We all raise our families with the best intentions and the worst, or at least the most challenging attributes we possess. For me, the issue of boundaries played heavily on both fronts. In my own childhood, privacy was a punishment in an already isolating family structure. I never knew what was really lurking behind someone else’s silence, and often it was untapped rage. Raising my own children, I sacrificed their need for privacy for my belief in the emotional health of disclosure.

Ever the emotional barometer in life, I always knew when something was amiss for my kids and never gave them a choice about sharing what was going on. Sibling arguments provided the daily practice of  learning to express and listen. No one ever had the choice to go away angry. The conversation wasn’t over until the relationship won out over the differences. The only thing that I was ever 100% consistent with was that my children always had to love each other.
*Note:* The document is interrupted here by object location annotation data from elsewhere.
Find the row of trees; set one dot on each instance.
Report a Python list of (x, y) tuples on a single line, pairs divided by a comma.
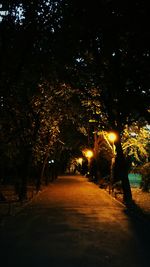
[(62, 64)]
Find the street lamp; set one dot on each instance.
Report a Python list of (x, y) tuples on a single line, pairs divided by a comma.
[(88, 154), (112, 137)]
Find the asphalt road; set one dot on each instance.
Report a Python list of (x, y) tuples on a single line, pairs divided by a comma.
[(73, 223)]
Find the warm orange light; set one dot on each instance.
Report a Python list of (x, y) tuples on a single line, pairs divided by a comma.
[(88, 153), (79, 160), (112, 137)]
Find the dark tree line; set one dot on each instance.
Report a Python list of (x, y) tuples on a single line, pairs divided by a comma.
[(70, 61)]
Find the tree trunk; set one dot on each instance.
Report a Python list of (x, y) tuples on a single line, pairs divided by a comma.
[(123, 172)]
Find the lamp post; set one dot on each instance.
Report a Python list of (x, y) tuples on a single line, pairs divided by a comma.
[(88, 154), (112, 137)]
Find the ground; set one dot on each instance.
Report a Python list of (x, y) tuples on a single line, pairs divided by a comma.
[(74, 223), (142, 199)]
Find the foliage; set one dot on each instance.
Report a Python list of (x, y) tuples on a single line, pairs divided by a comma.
[(145, 171), (135, 142)]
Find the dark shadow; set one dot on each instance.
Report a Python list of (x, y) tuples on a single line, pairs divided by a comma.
[(140, 223)]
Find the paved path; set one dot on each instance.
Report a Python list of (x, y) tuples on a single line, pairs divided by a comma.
[(73, 223)]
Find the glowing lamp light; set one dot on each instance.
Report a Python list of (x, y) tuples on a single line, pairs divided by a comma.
[(89, 154), (112, 137), (79, 160)]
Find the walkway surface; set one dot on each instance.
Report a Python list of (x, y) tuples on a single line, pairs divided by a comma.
[(73, 223)]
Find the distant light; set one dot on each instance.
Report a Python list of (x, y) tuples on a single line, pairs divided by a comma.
[(112, 137), (88, 153), (51, 161)]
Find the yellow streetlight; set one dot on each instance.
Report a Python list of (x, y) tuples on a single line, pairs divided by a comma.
[(88, 154), (80, 160), (112, 137)]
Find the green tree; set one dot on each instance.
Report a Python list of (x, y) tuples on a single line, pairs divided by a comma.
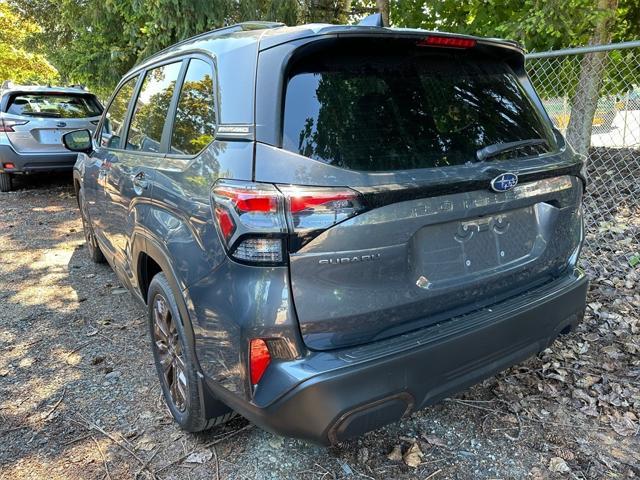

Today, I felt proud as I listened to them articulate their ability to know how they feel and communicate about it. They were generous in their answers and with each other. They were able to talk as freely about their discomfort about my work choice in middle school as they were their anger at my disrespect for their privacy. They each had their own story about how the emotional intelligence that I chose above all else has shaped them and their relationships.

Winston Churchill  once wrote: “There is no doubt that it is around the family and the home that all the greatest virtues, the most dominating virtues of human society, are created, strengthened and maintained.” I know this is not true of all families, and maybe not even most, but when we get it to work, learning to be related and discovering the common thread that binds us is what life is all about.